RuntimeError: Trying to backward through the graph a second time (or directly access saved variables after they have already been freed).

In this case, I think autograd is trying to backpropagate through part 3 a second time (which would be as I want it to). Even if I calculate the loss3 again after the gradient step of optimizer3 (to get the loss dependent from the new parameters) I am getting this error when calling loss12.backward().

Am I misunderstanding an important concept here or where is my problem?

Thank you!

Thanks for the update and yes, you are right: based on the description loss3 should be causing the issue not loss2.

That is unexpected.
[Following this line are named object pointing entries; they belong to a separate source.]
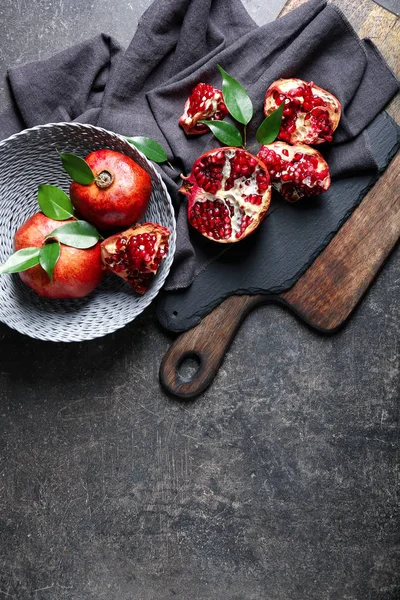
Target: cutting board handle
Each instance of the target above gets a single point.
(206, 344)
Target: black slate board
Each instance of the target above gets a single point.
(262, 263)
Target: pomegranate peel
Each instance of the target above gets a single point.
(229, 193)
(311, 114)
(296, 171)
(136, 254)
(204, 103)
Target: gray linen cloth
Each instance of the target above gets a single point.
(178, 43)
Could you post an executable code snippet to reproduce this issue?

import torch
import torch.nn as nn
import torch.optim as optim

class myModel(nn.Module):
    def __init__(self):
        super().__init__()
        self.fc1 = nn.Linear(100,200)
        self.fc2 = nn.Linear(200, 2, bias=False)
        self.fc3 = nn.Linear(200, 3, bias=False)

    def forward(self,x):
        h = self.fc1(x)
        out2 = self.fc2(h)
        out3 = self.fc3(h)
        return out2, out3

    

if __name__ == '__main__':
    torch.autograd.set_detect_anomaly(True)
    some_value = 0.5
    model = myModel()
    optimizer12 = optim.Adam(list(model.fc1.parameters()) + list(model.fc2.parameters()), lr=1e-3, weight_decay=1e-4)
    optimizer3 = optim.Adam(model.fc3.parameters(), lr=1e-3, weight_decay=1e-4)
    criterion2 = nn.CrossEntropyLoss()
    criterion3 = nn.CrossEntropyLoss()
    input = torch.rand((1,100))
    label2 = torch.randint(0,2,(1,))
    label3 = torch.randint(0,3,(1,))
    

    output2, output3 = model(input)
    
    loss2 = criterion2(output2, label2)
    loss3 = criterion3(output3, label3)

    #loss3.backward() # produces  RuntimeError: Trying to backward through the graph a second time
    loss3.backward(retain_graph=True) # produces: RuntimeError: one of the variables needed for gradient computation has been modified by an inplace operation
    optimizer3.step() 
    
    loss3 = criterion3(output3, label3)
    loss12 = loss2 + some_value*loss3
    loss12.backward()
    optimizer12.step()

Thanks for the code snippet.
The same root cause can be seen in your code, as output2 and output3 share self.fc1, which is also the reason why you would need to use loss3.backward(retain_graph=True).
optimizer3.step() will update the parameters of fc3, which would then compute a wrong gradient during the the backpropagation to fc1.

Thank you very much!
So if I got that right the Solution would be as follows:

    output2, output3 = model(input)
    loss3 = criterion3(output3, label3)
    loss3.backward()
    optimizer3.step() 
    
    optimizer12.zero_grad()
    output2, output3 = model(input)
    loss2 = criterion2(output2, label2)
    loss3 = criterion3(output3, label3)
    loss12 = loss2 + some_value*loss3
    loss12.backward()
    optimizer12.step()

Which means one has to forward the input through the network a second time, in order to get the “new” activations for the shared layer.
I am not sure about the optimizer12.zero_grad(). I think before the second forward pass I will have to zero the gradients, at least for fc2, as if I would not do it the the gradients would get summed up for both forward-passes. Is that right?
Again, thanks a lot for your help!

Yes, executing another forward pass should work. Another approach would be to compute the gradients for both losses and use optimizerX.step() afterwards, but it depends on your actual use case, if that’s possible.

Zeroing out the gradients of optimizer12 looks valid, but note that the forward pass will not create any gradients, which are computed in the backward call.